UTRECHT, THE NETHERLANDS Seeking to capitalize on developments in agribusiness, Gilde Investment Management, an autonomous subsidiary of Rabobank and one of continental Europe’s longest established venture groups, intends to create a global family of focused food and agribusiness funds.
Gilde plans to form six regional vehicles, which together will form the Global Food & Agribusiness Fund. The first of these, the Gilde Europe Food & Agribusiness Fund (GEFAF), held a euros 100 million ($103 million) first close in October, nearly half way to its Dfl 500 million ($232 million) goal. Prominent among GEFAF’s initial supporters are Spanish investors, including several industrial groups Banco Sabadell and Lagun Aro. The fund also drew significant support from its parent Rabobank and from Novartis. An Australian fund, created in association with Rabobank Australia, already is operational, and Gilde expected a first close on a North American vehicle by the end of 1999. Gilde will also establish regional vehicles for Latin America, Asia and South Africa.
Gilde’s rationale for instituting a focused investment program on such a scale is straightforward enough, but it has radical implications for future structural change in the mainstream food and drink industries.
During the first quarter of the next century, a projected doubling of world population, combined with increasing per capita income, means that food consumption will surge. It is uncertain whether sufficient arable land and fresh water will be available to meet this demand using conventional methods. Accordingly, Gilde predicts that new technologies will have to be developed to bridge the gap between supply and demand. Gilde also believes the food and agribusiness industries now stand on the threshold of a major structural overhaul.
GEFAF is evaluating deal flow spanning sectors from genetically modified organisms technologies, plant growth monitoring and aquaculture through neutraceuticals and antibody production to ingredient manufacture and fresh product quality monitoring.
While most Americans are just hearing about the controversy surrounding genetically altered crops, Europeans have become acutely aware of the debate over genetically modified organisms (GMO) and their potential effects on health and the environment, thanks to the prominence the issue has achieved in the media over the past year.
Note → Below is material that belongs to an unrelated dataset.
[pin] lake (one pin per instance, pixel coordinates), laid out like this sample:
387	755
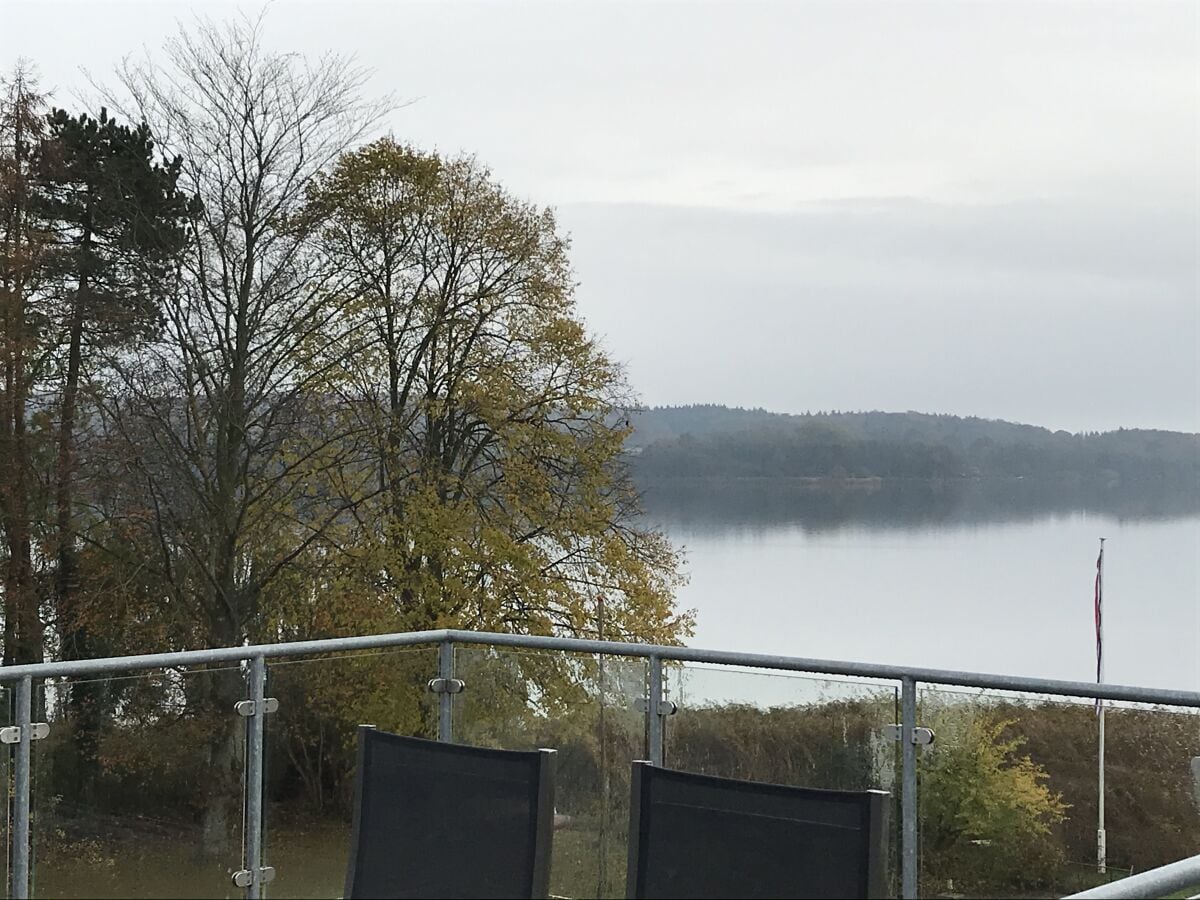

Yet even without GMOs, agribusiness is big business – and set to become even bigger in the coming years, as there is a need for technologies to enable producers to meet the demands resulting from population growth.
GEFAF had completed two investments by press time, one in Aquasmart International, a Norwegian company with a major share of the fledgling market for interactive feeding systems for fish farms. The other investment was in Primex, also based in Norway, one of the world’s principal manufacturer of chitosan, a biopolymer widely used in the manufacturing of food supplements and cosmetics and medical and water-purification applications.
Gilde’s move is particularly significant, given the absence of specialist European private equity funds operating in the agribusiness sector – or indeed in the “mainstream” food and drink arena – to date.